1    Some are in place but not correct

2    Many are in place and some are correct

3    All are in place but only some are correct

4    All are in place and most are correct

5    All are in place and correct

Don’t forget to leave a space for notes from the reviewer to explain the reasons for partial credit. With this in place either next to each item or easily available as a reference, it helps ensure consistency in the scoring, especially if multiple people will be scoring your RCA program.

The goal for a standardized audit process would be that several different people could independently review and score a program and would come up with essentially the same score.

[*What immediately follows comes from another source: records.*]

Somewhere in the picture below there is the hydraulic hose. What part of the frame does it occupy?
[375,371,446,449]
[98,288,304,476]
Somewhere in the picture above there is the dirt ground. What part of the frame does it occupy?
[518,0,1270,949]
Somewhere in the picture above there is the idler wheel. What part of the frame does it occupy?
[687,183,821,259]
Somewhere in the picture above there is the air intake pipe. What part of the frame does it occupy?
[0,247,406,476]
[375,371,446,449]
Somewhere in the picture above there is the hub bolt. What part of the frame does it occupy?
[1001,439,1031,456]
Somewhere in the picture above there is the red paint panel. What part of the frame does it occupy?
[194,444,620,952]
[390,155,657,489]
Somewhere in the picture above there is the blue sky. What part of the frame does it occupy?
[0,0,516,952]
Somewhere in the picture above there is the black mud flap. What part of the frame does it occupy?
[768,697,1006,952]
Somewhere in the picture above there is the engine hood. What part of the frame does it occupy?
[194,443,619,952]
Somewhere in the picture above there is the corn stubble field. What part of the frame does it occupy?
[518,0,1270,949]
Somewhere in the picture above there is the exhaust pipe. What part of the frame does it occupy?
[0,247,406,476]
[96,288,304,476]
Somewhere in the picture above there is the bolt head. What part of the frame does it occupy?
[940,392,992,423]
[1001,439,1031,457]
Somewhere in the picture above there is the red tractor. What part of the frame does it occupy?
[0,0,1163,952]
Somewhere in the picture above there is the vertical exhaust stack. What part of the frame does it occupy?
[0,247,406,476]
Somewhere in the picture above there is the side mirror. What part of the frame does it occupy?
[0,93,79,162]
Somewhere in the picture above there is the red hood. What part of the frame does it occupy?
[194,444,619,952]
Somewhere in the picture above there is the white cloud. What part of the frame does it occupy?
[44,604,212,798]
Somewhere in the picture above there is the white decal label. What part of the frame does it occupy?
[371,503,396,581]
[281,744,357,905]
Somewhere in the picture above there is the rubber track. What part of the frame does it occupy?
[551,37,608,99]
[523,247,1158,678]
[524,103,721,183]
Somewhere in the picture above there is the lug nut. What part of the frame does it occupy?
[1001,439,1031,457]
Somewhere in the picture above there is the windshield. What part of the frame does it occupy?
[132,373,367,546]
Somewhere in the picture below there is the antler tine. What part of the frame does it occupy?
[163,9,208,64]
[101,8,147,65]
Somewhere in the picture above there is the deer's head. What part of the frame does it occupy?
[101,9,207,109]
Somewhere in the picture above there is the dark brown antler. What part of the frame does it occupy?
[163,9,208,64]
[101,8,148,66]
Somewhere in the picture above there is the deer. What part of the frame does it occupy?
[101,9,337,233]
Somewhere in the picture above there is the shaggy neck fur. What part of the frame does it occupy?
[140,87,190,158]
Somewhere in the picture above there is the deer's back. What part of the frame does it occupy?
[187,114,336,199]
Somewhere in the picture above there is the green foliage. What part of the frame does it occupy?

This may seem like a simple thing, but it turns out to be the largest issue because everyone interprets the questions slightly differently. There are several things you can do to minimize discrepancies:

  1. Provide the information above to help.
  2. Require the auditors to be trained and certified by the same process/people and then have them provide a sample audit and check it against the standard. Review and adjust any discrepancies until you are sure they will apply the same thinking against the real audit.
  3. Always ensure that if multiple auditors are used in a program review, at least one has significant experience to provide continuity. In other words, don’t allow an audit to be done with all first-time auditors.

With these measures in place, all you have to do is review the RCA program against your list, score it, and have some sort of minimum for passing. Likewise, you’ll want to have some sort of findings report where the auditor can provide improvement opportunities against the individual items instead of simply saying: “did not pass.”

These measures will ensure that the program is gauged against a consistent standard and can be repeated by multiple auditors. There will always be differences if multiple people are auditing an RCA program, but by utilizing the steps above these differences can be minimized to provide the highest level of credibility for the audit.